New Delhi: In a significant verdict, the Supreme Court has ruled that a person cannot be subjected to criminal prosecution for violation of foreign exchange law if the adjudicating authority in the Enforcement Directorate had already given him a clean chit.
The ruling was passed by a majority decision of a three-judge bench with one of the dissenting judges taking a contrary view that criminal proceedings can go on irrespective of the clean chit by the adjudicating officer.
The bench passed the ruling upholding the appeal filed by a Kolkota-based businessman Radheshyam Kejriwal challenging the proceedings initiated by the ED under the Foreign Exchange Regulation Act-FERA (now replaced by FEMA).
The trial court and later the Calcutta High Court had dismissed his plea following which he moved the apex court.

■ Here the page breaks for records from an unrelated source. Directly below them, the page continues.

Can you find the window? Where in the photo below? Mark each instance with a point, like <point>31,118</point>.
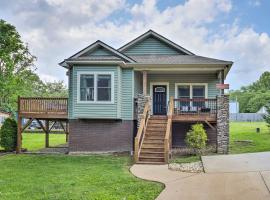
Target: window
<point>104,88</point>
<point>198,92</point>
<point>184,92</point>
<point>95,87</point>
<point>87,87</point>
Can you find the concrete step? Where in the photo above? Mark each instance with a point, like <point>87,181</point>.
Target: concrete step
<point>151,159</point>
<point>151,154</point>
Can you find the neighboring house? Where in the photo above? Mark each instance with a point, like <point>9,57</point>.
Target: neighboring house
<point>109,90</point>
<point>3,117</point>
<point>234,106</point>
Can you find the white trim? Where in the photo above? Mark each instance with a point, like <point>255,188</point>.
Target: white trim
<point>151,92</point>
<point>95,73</point>
<point>191,93</point>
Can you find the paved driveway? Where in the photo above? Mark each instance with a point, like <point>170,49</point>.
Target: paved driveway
<point>237,163</point>
<point>250,184</point>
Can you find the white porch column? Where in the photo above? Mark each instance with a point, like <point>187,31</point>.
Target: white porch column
<point>144,83</point>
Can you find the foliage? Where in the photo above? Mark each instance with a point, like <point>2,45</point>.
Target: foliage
<point>196,137</point>
<point>267,115</point>
<point>17,71</point>
<point>94,177</point>
<point>8,134</point>
<point>246,131</point>
<point>251,98</point>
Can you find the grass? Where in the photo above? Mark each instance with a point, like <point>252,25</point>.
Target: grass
<point>72,177</point>
<point>35,141</point>
<point>247,131</point>
<point>186,159</point>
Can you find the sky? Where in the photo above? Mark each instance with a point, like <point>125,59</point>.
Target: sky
<point>235,30</point>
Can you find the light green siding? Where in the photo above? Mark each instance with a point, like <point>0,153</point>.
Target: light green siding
<point>151,46</point>
<point>210,79</point>
<point>137,83</point>
<point>94,110</point>
<point>127,94</point>
<point>70,93</point>
<point>100,51</point>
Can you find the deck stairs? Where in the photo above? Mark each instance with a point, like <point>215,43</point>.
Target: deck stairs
<point>152,149</point>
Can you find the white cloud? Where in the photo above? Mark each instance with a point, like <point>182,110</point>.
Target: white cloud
<point>58,31</point>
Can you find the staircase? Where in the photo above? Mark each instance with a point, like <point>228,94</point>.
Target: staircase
<point>152,149</point>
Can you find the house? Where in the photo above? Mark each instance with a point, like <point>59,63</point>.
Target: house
<point>234,106</point>
<point>262,110</point>
<point>3,117</point>
<point>143,98</point>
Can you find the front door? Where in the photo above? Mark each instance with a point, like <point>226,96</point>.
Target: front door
<point>159,99</point>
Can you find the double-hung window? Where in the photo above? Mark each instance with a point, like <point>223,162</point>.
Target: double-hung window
<point>95,87</point>
<point>197,92</point>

The majority view was that it would be an abuse of the process of court if ED is allowed to pursue the criminal case after he has been exonerated in departmental proceedings.

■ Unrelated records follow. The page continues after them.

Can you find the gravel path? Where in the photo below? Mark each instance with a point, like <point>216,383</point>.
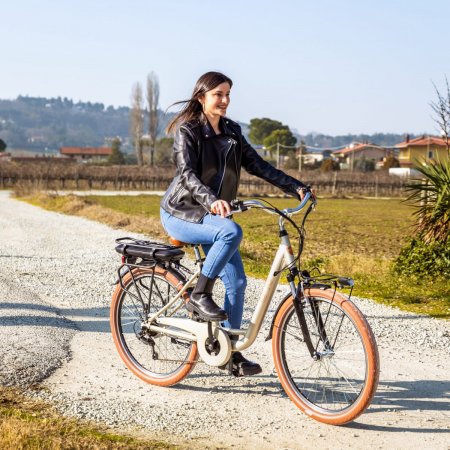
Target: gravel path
<point>56,276</point>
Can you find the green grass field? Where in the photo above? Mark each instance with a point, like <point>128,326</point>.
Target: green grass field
<point>350,237</point>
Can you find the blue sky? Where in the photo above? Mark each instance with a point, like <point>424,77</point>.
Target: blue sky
<point>335,67</point>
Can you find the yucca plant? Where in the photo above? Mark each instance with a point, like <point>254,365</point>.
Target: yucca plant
<point>430,195</point>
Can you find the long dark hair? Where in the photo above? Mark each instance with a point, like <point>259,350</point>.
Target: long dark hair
<point>192,108</point>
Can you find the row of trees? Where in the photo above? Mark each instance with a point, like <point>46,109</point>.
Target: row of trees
<point>141,140</point>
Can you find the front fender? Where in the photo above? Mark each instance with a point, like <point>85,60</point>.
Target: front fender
<point>288,295</point>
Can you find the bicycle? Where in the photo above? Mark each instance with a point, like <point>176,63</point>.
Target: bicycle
<point>324,350</point>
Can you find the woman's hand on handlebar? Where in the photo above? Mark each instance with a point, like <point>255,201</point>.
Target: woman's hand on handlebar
<point>303,190</point>
<point>221,208</point>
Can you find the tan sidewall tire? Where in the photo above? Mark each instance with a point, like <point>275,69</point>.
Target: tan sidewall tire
<point>185,369</point>
<point>368,339</point>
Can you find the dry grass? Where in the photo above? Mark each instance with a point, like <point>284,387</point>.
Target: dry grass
<point>33,425</point>
<point>81,206</point>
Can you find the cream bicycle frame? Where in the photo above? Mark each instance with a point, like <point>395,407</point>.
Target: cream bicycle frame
<point>188,328</point>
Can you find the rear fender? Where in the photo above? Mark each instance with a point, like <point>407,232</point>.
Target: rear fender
<point>285,299</point>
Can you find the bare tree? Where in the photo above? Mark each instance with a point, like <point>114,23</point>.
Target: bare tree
<point>152,104</point>
<point>137,121</point>
<point>441,108</point>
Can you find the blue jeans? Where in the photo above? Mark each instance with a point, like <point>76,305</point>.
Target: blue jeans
<point>220,239</point>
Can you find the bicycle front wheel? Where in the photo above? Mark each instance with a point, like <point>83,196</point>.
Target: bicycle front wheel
<point>154,357</point>
<point>337,383</point>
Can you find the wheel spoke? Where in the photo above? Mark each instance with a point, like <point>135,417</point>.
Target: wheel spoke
<point>334,380</point>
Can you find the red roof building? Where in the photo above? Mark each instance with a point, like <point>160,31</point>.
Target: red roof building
<point>349,155</point>
<point>422,149</point>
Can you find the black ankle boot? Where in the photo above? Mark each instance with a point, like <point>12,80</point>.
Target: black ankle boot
<point>201,301</point>
<point>240,366</point>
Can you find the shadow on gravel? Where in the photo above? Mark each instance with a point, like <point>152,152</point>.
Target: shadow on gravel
<point>423,395</point>
<point>90,319</point>
<point>264,385</point>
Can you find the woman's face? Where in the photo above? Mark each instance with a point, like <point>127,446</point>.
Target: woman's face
<point>215,102</point>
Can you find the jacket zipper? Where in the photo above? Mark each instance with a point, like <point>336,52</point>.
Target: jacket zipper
<point>231,142</point>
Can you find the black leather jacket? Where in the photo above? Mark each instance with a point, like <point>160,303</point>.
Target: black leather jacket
<point>209,167</point>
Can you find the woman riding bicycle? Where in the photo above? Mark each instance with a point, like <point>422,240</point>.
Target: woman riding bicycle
<point>209,151</point>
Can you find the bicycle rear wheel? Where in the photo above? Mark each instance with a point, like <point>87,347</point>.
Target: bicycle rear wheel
<point>338,383</point>
<point>154,357</point>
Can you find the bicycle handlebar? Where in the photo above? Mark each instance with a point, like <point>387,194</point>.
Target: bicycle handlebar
<point>243,205</point>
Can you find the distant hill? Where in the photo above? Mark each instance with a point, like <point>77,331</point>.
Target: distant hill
<point>39,123</point>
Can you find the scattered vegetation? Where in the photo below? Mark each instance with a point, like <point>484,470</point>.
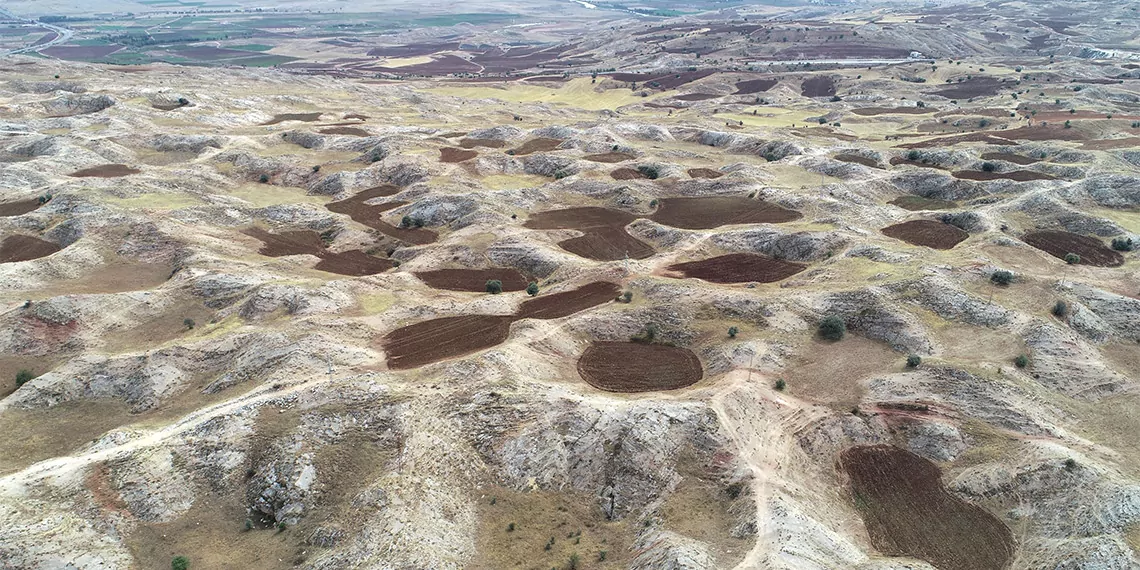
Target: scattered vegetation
<point>832,328</point>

"In the face of the finding by the Enforcement Directorate in adjudication proceeding that there is no contravention of any of the provisions of the Act, it would be unjust and an abuse of the process of the court to permit it
to continue with the criminal prosecution," justices HS Bedi and CK Prasad said.
The third judge of the bench, Justice P Sathasivam, however, differed and said findings of the departmental proceedings is not binding on the court.
"Legislature intended to treat the two proceedings as independent of each other. There is nothing in the present Act to indicate that a finding in adjudication is binding on the court in a prosecution," Justice Sathasivam said adding that the two proceedings are independent.
Kejriwal pleaded he cannot be prosecuted after the adjudication officer of the department came to the conclusion that the allegation made against him of violating FERA rules cannot be sustained.
He said ED on the same allegation, which was the subject matter of adjudication proceedings, filed a complaint against the appellant for prosecution under the Act before the Metropolitan Magistrate.
Granting relief to Kejriwal, the apex court said, "The appeal is allowed, the impugned judgment of the Metropolitan Magistrate and the order affirming the same by the High Court are set aside and his prosecution is quashed."